Contests are an excellent way for emerging bands and individual instrumentalists to gain recognition. Winning such a contest, especially where it is characterized by professional standards of blind judging, carries with it the imprimatur of having competed and won against a group of others of similar accomplishment. On the other hand, playing in church seems to lose the quality of a band's performance in the recognition of their expression of faith. Meanwhile, I remember sitting with Tony Williams (Josh's Dad) as he spoke about taking Josh to festivals and contests where Josh had to compete time after time against Cody Kilby, each driving the other to further achievement. A couple of weeks ago, I listened to a number of competitors and judges in a post mortem at RenoFest talking about their contest experience with warmth and appreciation for each other and amusing reminiscences about their previous meetings in contests. It doesn't seem that not always winning has destroyed their lives. I talked later with a contestant who learned from his experience that he really had a lot of work to do if he wanted to reach a high standard. Everyone learns in life that their performance has limits and their rise in popularity and recognition depends on hard work and dedication to betterment. Unwarranted recognition without such work can easily lead to self-satisfaction and indolence.
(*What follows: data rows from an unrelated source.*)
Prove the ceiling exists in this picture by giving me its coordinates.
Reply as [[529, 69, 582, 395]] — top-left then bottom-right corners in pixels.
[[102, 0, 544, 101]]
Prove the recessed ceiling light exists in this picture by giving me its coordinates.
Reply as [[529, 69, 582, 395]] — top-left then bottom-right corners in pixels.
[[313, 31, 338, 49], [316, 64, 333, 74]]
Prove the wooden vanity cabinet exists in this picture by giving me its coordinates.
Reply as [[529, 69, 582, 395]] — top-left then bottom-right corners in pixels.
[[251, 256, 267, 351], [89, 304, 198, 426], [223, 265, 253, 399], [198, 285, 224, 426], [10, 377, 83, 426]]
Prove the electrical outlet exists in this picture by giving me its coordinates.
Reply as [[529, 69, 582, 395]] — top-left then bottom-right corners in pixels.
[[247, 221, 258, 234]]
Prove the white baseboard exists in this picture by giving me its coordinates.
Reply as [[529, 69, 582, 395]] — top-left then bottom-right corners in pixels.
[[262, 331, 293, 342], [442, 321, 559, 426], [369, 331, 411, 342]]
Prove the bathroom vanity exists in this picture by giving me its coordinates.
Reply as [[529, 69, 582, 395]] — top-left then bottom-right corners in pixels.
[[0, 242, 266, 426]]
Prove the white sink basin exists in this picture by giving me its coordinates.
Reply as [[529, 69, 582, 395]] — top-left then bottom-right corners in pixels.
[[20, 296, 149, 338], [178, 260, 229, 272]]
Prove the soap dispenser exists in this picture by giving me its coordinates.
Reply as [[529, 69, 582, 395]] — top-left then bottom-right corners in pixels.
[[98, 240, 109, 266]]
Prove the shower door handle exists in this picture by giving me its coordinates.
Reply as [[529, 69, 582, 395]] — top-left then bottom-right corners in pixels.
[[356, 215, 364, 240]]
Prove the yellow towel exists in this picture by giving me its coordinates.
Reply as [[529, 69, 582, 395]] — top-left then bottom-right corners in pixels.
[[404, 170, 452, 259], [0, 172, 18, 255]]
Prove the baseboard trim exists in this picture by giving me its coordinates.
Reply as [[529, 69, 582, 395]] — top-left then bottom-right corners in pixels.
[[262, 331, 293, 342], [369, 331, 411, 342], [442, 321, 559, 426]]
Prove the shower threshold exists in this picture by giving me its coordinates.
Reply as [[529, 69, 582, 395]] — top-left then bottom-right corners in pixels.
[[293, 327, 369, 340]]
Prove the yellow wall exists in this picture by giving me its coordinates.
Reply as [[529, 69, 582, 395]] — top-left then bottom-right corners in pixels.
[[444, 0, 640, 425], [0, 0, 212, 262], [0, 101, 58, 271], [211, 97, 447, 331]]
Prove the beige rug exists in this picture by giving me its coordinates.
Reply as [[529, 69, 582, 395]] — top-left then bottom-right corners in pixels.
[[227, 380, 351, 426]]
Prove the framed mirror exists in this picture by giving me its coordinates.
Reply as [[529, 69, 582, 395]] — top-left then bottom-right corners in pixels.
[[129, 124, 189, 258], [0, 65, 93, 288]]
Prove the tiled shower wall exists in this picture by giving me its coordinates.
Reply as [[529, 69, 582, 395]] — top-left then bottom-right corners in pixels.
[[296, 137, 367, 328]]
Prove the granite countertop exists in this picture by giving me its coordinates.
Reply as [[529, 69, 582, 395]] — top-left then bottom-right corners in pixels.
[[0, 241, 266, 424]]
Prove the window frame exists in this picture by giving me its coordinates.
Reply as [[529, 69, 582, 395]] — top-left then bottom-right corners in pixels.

Meanwhile, it almost seems as if emcees and audience are in a league to make sure every band, regardless of relative merit, receives a callback for an encore. If an audience appears lukewarm in its response, the emcee will egg them on until their cheering becomes loud enough for him or her to call the band back. On the other hand, a small group of fans (or agitators) can yell and cheer, encouraging the emcee to call a band back, even though the audience reaction has, indeed, been only modestly encouraging. Neither response is really honest or helpful to bands seeking to improve and earn genuine plaudits. Often, a raucous call for an encore is more a statement about the style
We seem to live in a world where we're increasingly reluctant to make qualitative judgments. Too often I hear performers or fans say, “It's all good.” Well, it isn't all good, and it won't be unless we insist on it. The ease of making recordings without the intervention of a label has also complicated the development of bands, although the recording industry has always figured that about ninety percent of releases never make back their costs. There's plenty of mediocrity to go around; in bands, in performances, and in recordings. Sometimes enthusiasm is mistaken for quality and often slavish adherence to tradition is lauded as honoring the founders. Let's use our applause and cheers to recognize real excellence and make bands earn their returns to the stage.